Сейчас в НАТО начали разработку новой стратегии реформирования на ближайшие 10 лет (NATO reflection process-2030). Украину и Грузию официально приобщили к этому процессу. И в рамках этого участия мы продвигаем несколько очень конкретных приоритетов. Первое – мы помогаем НАТО писать свою стратегию. Но и считаем, что если в этой стратегии не будет перспективы расширения и членства в НАТО – это большая потеря для Альянса.

Мы считаем, что вступление Украины – это естественный процесс, что это обязательно. Потому что один из вопросов, которым наполняется эта стратегия – это безопасность в Черном море. Черноморская безопасность без Украины невозможна. Украинская состоятельность должна быть подкреплена гарантиями безопасности со стороны партнеров. А гарантии безопасности – это членство в НАТО.

– Есть такой популярный тезис: пока есть нынешняя ситуация на Донбассе, которая, несмотря на все усилия, еще неизвестно когда решится, в НАТО Украина не войдет.

– Конечно, это один из нарративов, который пропагандируется. Но давайте посмотрим реально. Среди членов НАТО есть много стран с территориальными конфликтами. Даже есть страны НАТО, в которых между собой есть спорные территориальные вопросы. Кстати, Германия была принята в НАТО, несмотря на то, что часть ее территории (ГДР) была оккупирована Советским Союзом.

– Или Греция и Турция.

– Греция и Турция. Великобритания и Испания, у которых есть спорные вопросы по территории. Такие банальные примеры разбивают вдребезги эти нарративы.

– То есть мы лет через десять будем в НАТО?

– Узнаем в следующем году.

– А пока как решить ситуацию с Венгрией, которая до сих пор блокирует работу Комиссии Украина-НАТО?

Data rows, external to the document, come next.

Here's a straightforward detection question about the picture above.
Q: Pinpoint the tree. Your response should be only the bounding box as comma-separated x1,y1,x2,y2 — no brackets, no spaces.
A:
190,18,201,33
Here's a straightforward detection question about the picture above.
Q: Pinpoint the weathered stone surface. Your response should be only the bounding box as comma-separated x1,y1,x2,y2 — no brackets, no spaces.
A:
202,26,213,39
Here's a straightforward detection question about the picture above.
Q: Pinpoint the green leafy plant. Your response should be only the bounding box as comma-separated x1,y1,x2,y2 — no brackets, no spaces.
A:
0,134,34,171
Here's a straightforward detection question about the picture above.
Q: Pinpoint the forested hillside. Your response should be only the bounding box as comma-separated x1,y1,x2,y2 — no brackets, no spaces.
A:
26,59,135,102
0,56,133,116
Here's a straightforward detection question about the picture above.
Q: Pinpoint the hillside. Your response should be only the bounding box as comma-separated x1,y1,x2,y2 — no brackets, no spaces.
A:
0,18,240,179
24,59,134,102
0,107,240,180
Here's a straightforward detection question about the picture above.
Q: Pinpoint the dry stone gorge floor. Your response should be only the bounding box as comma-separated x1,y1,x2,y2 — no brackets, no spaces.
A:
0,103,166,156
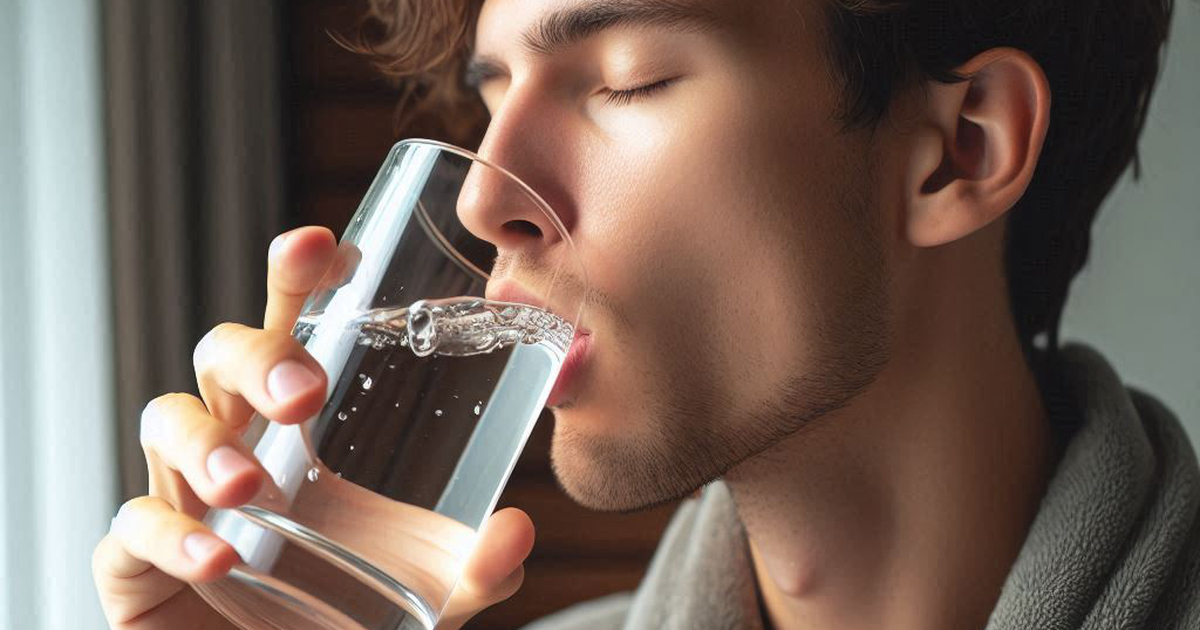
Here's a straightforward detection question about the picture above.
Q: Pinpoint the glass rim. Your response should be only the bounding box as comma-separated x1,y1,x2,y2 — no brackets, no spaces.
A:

– Министр иностранных дел, безусловно, прилагает значительные усилия для разблокирования Комиссии, работают в этом направлении парламент, правительство в целом и отдельные чиновники, в частности мы с министром образования и науки и другие. Но именно мощная работа наших дипломатов позволила выйти на диалог, факт существования которого признан даже венгерской стороной.

Поэтому я чувствую, что блокировка не может длиться вечно. Есть бешеный спрос на высокий политический диалог между Украиной и НАТО. Как показывает практика, при наличии такого спроса инструменты и методы найдутся.